Letter to the Editor: US involvement in Gaza strip should be stopped
Last week in this page, Adam Sapers wrote a letter to the editor: “US, Israel relations should not be forgotten, diminished” where he emphasized the mutual relationship the two countries had. Having gone into depth about the benefits America gets from Israeli’s military technology, it was surprising that he never mentioned Israel’s human rights violations of the Palestinians.
Since it began occupying the West Bank in 1967, Israel has built its own settlements on the conquered land. This is in direct violation of Article 49 of the 4th Geneva Convention, and as Human Rights Watch has pointed out, “while Israeli troops protect the settlers from armed Palestinian groups, there is little protection for Palestinians from the settlers’ marauding militias and gangs, which have terrorized the local population, destroying their crops, uprooting their trees and throwing stones at their houses and schools.”
In fact, according to B’Tselem, the leading Israeli human rights organization, the road system Israel operates for the settler population in the West Bank “bears striking similarities to the racist apartheid regime that existed in South Africa.”
In calling Israel an apartheid state, B’Tselem joins Desmond Tutu and Neslon Mandela, the two most famous activists against South African apartheid, as well as John Dugard, the UN Special Rapporteur in Palestine (who also grew up in South Africa). When we support Israel, we are also guilty of apartheid.
For the past five years, Israel has effectively maintained a siege of the Gaza Strip, blocking a laundry list of basic necessities the people there need to have a dignified existence. For example, the UN Office for the Coordination of Humanitarian Affairs (OCHA) reported: “Because of the ongoing restrictions on the import of building materials, only a small minority of the 40,000 housing units, needed to meet natural population growth and the loss of homes during the ‘Cast Lead’ offensive, could be actually constructed” and Save the Children said “many basic food items and medical supplies have been prevented from entering Gaza.” When we aid Israel, we are complicit in letting this happen, leaving 1.7 million people isolated from the rest of the world and with no chance to rebuild their homes or lives.
Every single year, the UN General Assembly passes a resolution called “Peaceful settlement of the question of Palestine”, and every single year since 2006, it has passed with no less than 157 countries voting in favor, and the same 7 countries voting against: the US, Israel, Australia, Micronesia, Palau, Nauru, and the Marshall Islands.

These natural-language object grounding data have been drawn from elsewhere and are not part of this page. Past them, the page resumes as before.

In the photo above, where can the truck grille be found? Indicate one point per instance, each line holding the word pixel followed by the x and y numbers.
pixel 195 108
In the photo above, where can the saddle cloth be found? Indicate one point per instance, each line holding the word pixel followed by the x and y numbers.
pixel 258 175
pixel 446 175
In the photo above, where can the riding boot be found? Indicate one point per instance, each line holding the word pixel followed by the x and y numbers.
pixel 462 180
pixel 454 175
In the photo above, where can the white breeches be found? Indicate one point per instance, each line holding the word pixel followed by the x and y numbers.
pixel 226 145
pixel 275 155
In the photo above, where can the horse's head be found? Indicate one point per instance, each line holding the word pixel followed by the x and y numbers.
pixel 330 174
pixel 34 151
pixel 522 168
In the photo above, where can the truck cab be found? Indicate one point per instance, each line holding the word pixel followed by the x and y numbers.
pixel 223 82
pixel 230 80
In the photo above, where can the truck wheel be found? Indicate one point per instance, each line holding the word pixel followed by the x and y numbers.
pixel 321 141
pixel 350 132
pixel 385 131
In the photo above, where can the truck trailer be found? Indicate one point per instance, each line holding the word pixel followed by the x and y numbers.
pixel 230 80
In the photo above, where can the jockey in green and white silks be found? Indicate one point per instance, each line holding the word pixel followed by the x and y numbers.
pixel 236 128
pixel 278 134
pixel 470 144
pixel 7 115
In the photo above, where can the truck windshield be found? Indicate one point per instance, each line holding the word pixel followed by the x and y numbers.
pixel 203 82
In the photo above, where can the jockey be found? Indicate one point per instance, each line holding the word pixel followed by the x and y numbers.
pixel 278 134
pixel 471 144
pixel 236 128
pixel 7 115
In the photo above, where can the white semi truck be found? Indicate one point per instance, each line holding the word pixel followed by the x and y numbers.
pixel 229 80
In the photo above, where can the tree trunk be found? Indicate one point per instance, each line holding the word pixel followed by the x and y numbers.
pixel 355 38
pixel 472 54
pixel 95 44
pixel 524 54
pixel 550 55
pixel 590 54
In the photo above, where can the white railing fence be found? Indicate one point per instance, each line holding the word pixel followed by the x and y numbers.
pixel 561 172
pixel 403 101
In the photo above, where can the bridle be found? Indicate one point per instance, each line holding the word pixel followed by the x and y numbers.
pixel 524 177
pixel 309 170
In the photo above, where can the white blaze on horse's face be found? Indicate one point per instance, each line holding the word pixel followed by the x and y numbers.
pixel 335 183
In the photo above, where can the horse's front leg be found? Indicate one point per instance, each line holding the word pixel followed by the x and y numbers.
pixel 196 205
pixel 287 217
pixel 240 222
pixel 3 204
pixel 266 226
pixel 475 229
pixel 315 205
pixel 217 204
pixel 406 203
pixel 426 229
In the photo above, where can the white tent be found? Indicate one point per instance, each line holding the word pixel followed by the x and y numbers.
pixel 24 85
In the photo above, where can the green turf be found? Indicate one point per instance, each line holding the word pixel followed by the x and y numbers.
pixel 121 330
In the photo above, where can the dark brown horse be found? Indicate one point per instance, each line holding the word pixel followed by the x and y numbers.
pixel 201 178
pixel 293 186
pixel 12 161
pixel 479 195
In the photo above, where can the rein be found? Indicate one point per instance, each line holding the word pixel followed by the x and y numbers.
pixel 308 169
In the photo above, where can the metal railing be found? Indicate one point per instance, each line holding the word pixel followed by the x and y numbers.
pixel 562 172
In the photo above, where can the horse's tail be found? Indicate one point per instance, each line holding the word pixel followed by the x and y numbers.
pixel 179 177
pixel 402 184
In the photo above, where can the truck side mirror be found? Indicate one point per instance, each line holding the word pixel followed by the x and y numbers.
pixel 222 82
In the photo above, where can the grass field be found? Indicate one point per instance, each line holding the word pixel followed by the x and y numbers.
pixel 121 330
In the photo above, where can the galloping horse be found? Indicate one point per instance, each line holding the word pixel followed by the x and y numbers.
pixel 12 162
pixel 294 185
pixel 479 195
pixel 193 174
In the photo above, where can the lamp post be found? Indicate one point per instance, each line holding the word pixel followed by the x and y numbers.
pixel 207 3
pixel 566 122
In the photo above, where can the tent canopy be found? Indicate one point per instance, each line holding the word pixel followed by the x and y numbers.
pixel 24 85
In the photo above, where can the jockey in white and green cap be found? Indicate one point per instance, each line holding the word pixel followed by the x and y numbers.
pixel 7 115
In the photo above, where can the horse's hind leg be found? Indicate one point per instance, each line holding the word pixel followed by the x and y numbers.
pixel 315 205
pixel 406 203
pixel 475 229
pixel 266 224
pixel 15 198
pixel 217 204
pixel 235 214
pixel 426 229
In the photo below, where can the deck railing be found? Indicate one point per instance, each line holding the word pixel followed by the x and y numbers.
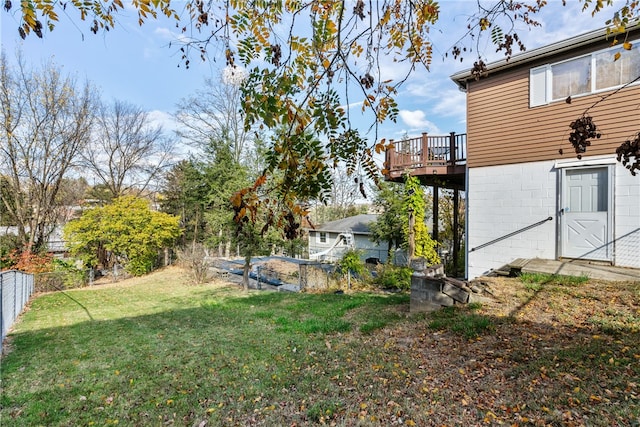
pixel 427 151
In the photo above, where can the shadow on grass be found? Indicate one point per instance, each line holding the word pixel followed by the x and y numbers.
pixel 230 362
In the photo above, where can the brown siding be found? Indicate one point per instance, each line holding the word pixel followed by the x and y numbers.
pixel 502 129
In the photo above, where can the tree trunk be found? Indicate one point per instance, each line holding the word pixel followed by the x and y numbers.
pixel 245 273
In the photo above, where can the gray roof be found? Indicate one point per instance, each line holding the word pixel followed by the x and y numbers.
pixel 569 44
pixel 358 224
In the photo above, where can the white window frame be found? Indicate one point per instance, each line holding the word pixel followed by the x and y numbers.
pixel 541 79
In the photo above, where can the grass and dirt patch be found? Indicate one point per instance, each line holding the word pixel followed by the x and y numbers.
pixel 158 351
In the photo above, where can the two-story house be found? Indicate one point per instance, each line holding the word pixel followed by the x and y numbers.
pixel 529 195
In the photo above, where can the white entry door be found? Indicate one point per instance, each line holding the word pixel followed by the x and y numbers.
pixel 586 214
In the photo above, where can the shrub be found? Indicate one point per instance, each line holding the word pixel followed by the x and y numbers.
pixel 389 276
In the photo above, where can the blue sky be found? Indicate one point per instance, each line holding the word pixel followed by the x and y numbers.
pixel 135 63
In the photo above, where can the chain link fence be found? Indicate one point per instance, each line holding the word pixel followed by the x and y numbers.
pixel 15 289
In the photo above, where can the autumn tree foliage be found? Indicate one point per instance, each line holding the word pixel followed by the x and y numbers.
pixel 126 232
pixel 306 62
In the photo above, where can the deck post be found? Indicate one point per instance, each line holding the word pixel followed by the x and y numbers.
pixel 456 235
pixel 424 152
pixel 389 155
pixel 452 148
pixel 434 234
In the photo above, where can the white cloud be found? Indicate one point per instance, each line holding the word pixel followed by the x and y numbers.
pixel 417 120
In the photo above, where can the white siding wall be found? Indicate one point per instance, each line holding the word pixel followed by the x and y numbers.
pixel 627 218
pixel 503 199
pixel 369 249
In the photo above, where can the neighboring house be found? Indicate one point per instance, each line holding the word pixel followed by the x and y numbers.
pixel 55 245
pixel 528 193
pixel 329 241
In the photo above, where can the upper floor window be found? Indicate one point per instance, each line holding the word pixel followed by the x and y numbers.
pixel 584 75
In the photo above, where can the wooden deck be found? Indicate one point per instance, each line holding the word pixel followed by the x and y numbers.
pixel 435 160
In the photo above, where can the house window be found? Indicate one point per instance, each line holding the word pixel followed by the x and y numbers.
pixel 571 78
pixel 584 75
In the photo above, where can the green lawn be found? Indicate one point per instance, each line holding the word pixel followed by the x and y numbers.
pixel 157 351
pixel 161 351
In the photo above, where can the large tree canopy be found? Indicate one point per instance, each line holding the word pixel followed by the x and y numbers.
pixel 307 62
pixel 126 232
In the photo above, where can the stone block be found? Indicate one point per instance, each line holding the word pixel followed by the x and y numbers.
pixel 456 293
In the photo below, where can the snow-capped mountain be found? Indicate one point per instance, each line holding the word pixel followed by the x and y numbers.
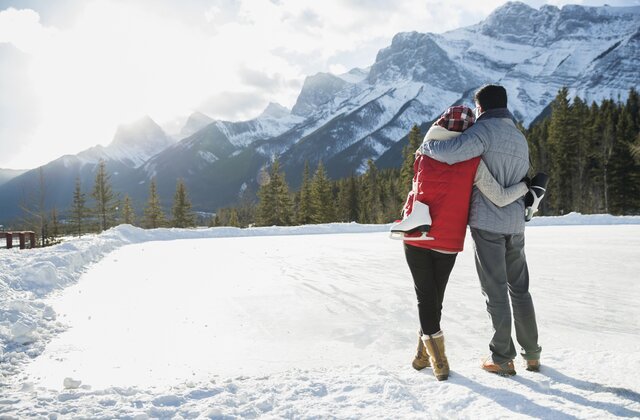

Every single year, the rest of the world affirms “the illegality of the Israeli settlements in the Palestinian territory occupied since 1967, including East Jerusalem” and recalls the “obligation upon Israel to freeze settlement activity, including so-called ‘natural growth’, and to dismantle all settlement outposts erected since March 2001.”
Every single year, the US and Israel are deaf to the 157 or more countries who express “grave concern, in particular, over the crisis in the Gaza Strip as a result of the continuing prolonged Israeli closures and severe economic and movement restrictions that in effect amount to a blockade.”
Only Security Council resolutions are legally binding, and since the US routinely vetoes them, last year it effectively blocked the wishes of 167 countries that stressed the need for “The withdrawal of Israel from the Palestinian territory occupied since 1967, including East Jerusalem.”
Every single year, we give $3.1 billion in military aid to Israel, so it can continue its 45-year occupation, subsidize its settlements, and launch more airstrikes on Gaza.
And every single second, we can stand up and change that.